— Мария Владимировна, какие цели вы ставите перед собой на своем посту? Согласны ли с тем, что вам удалось изменить восприятие МИД в стране и мире, увеличить его популярность?
— На любой должности я ставила основной целью качество выполнения своих функциональных обязанностей. Менялись направления работы, менялась даже география, а цель оставалась той же. Так получилось, что я всегда была связана с информацией, с работой пресс-служб, со связями с общественностью и т.д. Качество работы нужно оценивать не мне, а коллективу, в котором я работаю, профессионалам, экспертам. Мне кажется, что-то удавалось сделать — запускать новые проекты, модернизировать и оптимизировать работу, то есть идти не экстенсивным, а интенсивным путем. В то же время всегда хочется большего. Каждое время требует новых тенденций и новых целевых задач. С ними и работаем.
— Сравнения с Дженн Псаки раздражают?
— Вообще не раздражают. Я воспринимаю их как такие упрощенные журналистские клише: людям всегда удобней воспринимать что-то в сравнении с чем-то, особенно в той сфере, где им многое незнакомо. Отношусь к этому с пониманием, потому что прекрасно понимаю работу журналистов и, главное, форму и восприятие информации современной массовой аудиторией.
— Есть мнение, что руководство РФ отдает внешнеполитическим интересам страны безусловный приоритет в ущерб внутренней ситуации, в первую очередь речь идет об экономике…
— Я с этим никаким образом не могу согласиться, потому что все это время основной задачей внешней политики России было отстаивание соответствующих интересов как государства в целом, так и российских граждан в частности. Есть, безусловно, критические моменты, когда реагирование, в том числе на то, что происходит вовне, в сфере международных отношений, должно быть принципиальным, потому что это затрагивает основы российских подходов.
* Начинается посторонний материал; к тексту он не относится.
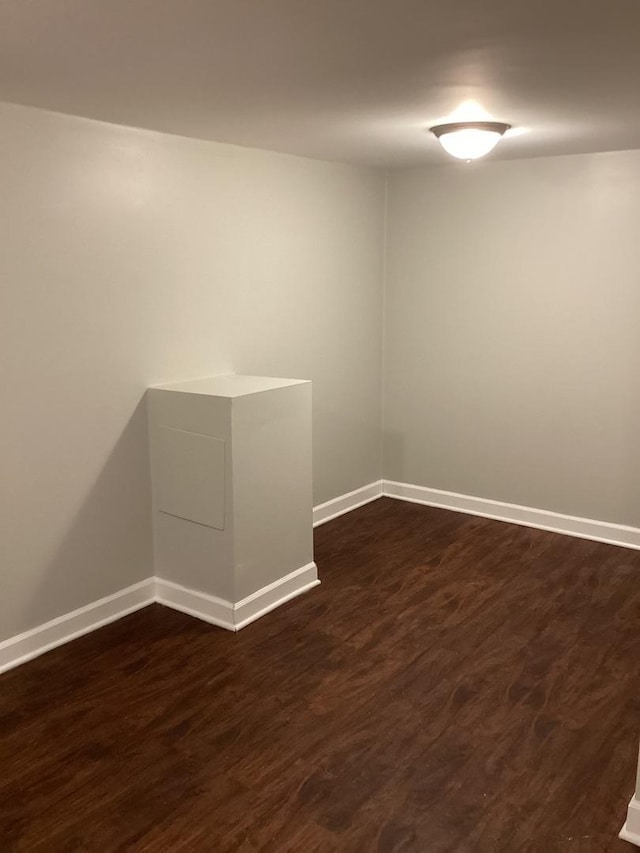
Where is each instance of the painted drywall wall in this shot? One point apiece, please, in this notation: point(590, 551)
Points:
point(131, 258)
point(512, 332)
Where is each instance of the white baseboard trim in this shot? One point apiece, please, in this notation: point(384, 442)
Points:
point(37, 641)
point(206, 607)
point(345, 503)
point(542, 519)
point(269, 597)
point(631, 830)
point(231, 616)
point(24, 647)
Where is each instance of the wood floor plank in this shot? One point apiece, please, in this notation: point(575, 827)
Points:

Мы все прекрасно понимаем, что и санкционное давление, и эти бесконечные попытки призыва к изоляции России жизнь нашу не облегчили. Но нужно аналитически подходить к этому вопросу. Это отнюдь не было ответом на какие-либо российские подходы и шаги, это продуманная целенаправленная политика, которая началась несколько лет назад и в дипломатической литературе имеет четкое определение — политика сдерживания. Это первый очень важный момент.
И второй момент связан с тем, что каждая страна на протяжении своей истории так или иначе испытывала на себе давление извне, подвергалась какому-либо внешнему сильному воздействию на разных уровнях. Это историческая закономерность, потому что интересы у всех государств разные. Конечно, в том числе благодаря дипломатии удается сглаживать различия в подходах, не усугублять эти противоречия, но, безусловно, возникают исторические моменты, когда пересечение интересов превращается в серьезное противостояние.
— Вы сказали про давление извне. Считаете ли вы, что Россия ведет войну или что ей объявлена война? Речь идет о любых формах — гибридная, информационная, санкционная.
— Думаю, что в состоянии войны мы не находимся, а находимся в условиях колоссального давления на нашу страну с целью продвижения собственных интересов определенной группы стран. Вот это очевидный факт. Многие говорят об информационной войне. Понимаете, война предполагает ведение боевых действий, пусть даже виртуальных, с обеих сторон. Мне кажется, это больше похоже на агрессию и на противодействие ей.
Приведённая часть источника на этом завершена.